La pensée juive entre religion et philosophie

Conférence de  Mme Sophie Nordmann, professeur agrégée de philosophie à l’École pratique des hautes études Université Paris Sciences et Lettres.

Résumé de la conférence.

La conférence explore l’évolution de la pensée juive et son dialogue avec la philosophie sur 5000 ans, de Jérusalem à Berlin, Cordoue et Amsterdam. Le Tanakh (Torah, Neviim, Ketouvim), canonisé par les pharisiens aux 1er-2e siècles, coïncide avec la naissance du christianisme. Il se distingue par son universalité éthique, illustrée par le récit du déluge avec Noé, homme juste et père d’une humanité fraternelle, contrastant avec des mythes comme Gilgamesh ou Deucalion. Le Talmud (Michna et Guemara), tradition orale mise par écrit après la destruction du second Temple (70), organise des commentaires pratiques par thèmes, marquant le passage du culte au livre. Les pharisiens, devenus dominants face aux Sadducéens ou Esséniens, fondent le judaïsme rabbinique, malgré des contestations comme celle des Karaïtes. Rachi (11e siècle), à Troyes, simplifie l’accès au Tanakh et au Talmud par des commentaires littéraux, influençant le judaïsme ashkénaze après les croisades. Maïmonide, séfarade contemporain, codifie le Talmud dans le Michné Torah pour des Juifs en temps troublés sous les Almohades et concilie Torah et philosophie aristotélicienne dans le Guide des égarés, traduit en hébreu, marquant la pensée juive. Spinoza (17e siècle) rompt avec cette conciliation, séparant raison et révélation dans son Traité théologico-politique, initiant la critique biblique. Issu des Marranes, il reflète un renouvellement des communautés juives post-expulsion ibérique. Mendelssohn (18e siècle), dans Jérusalem, intègre le judaïsme à l’État moderne, distinguant foi privée et loi publique, mais ouvre à l’assimilation, critiquée comme une vision protestante du judaïsme.
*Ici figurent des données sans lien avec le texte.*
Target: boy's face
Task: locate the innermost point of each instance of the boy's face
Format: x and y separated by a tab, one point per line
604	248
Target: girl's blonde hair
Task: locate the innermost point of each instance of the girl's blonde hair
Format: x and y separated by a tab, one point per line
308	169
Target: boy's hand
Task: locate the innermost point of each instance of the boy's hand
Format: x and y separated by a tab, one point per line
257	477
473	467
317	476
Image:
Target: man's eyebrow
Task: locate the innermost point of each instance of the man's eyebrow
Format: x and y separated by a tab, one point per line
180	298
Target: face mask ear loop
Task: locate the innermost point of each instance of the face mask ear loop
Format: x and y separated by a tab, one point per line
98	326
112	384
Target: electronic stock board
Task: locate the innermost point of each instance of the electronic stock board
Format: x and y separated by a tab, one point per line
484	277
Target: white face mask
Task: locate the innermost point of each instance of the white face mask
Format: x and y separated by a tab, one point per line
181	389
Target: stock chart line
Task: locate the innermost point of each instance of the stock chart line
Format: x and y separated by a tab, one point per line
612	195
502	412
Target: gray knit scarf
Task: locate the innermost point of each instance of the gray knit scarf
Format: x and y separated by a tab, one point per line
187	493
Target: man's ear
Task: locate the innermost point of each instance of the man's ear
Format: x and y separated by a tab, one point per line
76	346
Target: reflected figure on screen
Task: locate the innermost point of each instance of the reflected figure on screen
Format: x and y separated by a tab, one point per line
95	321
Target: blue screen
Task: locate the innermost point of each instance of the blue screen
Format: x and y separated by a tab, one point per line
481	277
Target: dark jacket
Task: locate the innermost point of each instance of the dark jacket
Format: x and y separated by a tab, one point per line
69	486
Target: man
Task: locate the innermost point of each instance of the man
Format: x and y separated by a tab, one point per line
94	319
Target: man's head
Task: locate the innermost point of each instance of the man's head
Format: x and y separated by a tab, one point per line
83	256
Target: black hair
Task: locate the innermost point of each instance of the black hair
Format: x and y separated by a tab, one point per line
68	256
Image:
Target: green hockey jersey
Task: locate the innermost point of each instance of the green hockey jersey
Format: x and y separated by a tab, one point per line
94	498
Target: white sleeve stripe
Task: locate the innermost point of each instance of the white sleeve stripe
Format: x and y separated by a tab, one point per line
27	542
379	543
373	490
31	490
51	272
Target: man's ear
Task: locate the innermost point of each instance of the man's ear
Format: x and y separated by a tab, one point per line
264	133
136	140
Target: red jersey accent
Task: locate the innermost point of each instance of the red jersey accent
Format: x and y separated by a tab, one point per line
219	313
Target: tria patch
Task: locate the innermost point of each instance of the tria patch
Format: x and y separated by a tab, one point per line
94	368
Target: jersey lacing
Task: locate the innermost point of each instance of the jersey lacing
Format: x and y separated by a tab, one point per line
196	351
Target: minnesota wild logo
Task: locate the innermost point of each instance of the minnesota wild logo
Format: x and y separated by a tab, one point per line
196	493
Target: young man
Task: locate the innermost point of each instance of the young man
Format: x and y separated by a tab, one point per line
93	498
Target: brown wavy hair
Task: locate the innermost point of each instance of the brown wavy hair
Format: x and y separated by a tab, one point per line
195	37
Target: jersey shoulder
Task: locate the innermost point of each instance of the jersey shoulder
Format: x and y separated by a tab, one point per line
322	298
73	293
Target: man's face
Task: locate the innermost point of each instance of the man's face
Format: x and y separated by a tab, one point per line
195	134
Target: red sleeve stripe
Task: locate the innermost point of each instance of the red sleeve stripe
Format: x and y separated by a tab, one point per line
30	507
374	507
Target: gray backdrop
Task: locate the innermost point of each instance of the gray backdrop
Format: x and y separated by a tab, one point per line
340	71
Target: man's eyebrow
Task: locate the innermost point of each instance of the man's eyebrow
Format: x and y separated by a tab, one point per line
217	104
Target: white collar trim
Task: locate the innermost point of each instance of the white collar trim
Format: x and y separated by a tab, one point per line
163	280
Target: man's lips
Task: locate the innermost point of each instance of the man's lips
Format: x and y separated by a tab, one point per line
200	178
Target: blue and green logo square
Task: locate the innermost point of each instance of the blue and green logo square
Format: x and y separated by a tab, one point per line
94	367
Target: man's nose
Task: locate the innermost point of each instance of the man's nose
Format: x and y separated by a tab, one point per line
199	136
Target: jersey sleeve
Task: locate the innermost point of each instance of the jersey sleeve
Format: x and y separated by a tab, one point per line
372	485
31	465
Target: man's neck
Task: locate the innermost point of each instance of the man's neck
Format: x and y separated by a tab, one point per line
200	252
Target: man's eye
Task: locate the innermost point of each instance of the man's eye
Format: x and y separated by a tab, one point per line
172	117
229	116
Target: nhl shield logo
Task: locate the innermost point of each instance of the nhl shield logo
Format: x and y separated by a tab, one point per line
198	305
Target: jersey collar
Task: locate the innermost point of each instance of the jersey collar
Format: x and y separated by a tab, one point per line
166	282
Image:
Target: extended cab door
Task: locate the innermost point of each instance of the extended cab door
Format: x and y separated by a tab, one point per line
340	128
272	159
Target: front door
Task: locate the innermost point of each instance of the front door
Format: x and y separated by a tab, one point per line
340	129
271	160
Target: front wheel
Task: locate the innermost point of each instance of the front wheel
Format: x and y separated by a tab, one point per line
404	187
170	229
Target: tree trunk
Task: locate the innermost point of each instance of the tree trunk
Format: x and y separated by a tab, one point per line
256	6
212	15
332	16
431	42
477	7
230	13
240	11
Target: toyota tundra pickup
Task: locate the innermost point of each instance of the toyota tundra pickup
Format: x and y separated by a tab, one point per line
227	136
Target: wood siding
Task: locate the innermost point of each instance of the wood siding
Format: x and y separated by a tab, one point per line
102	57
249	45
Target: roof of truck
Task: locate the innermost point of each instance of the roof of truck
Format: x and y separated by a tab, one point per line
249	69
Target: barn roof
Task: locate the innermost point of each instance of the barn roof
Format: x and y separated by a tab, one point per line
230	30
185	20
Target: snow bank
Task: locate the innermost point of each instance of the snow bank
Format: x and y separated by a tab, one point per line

Levinas, post-Shoah, propose des lectures philosophiques du Talmud aux Colloques des intellectuels juifs, où son éthique de l’Autre (Totalité et Infini) met en garde contre les totalitarismes, valorisant la responsabilité face au visage d’autrui. Le retour à Sion, présent chez Yehouda Halevi, devient politique avec Herzl (19e siècle), impactant la pensée juive en diaspora plus qu’en Israël, notamment après la guerre des Six Jours. La conférence souligne la richesse de la pensée juive, mêlant tradition, commentaire et dialogue universel avec la philosophie.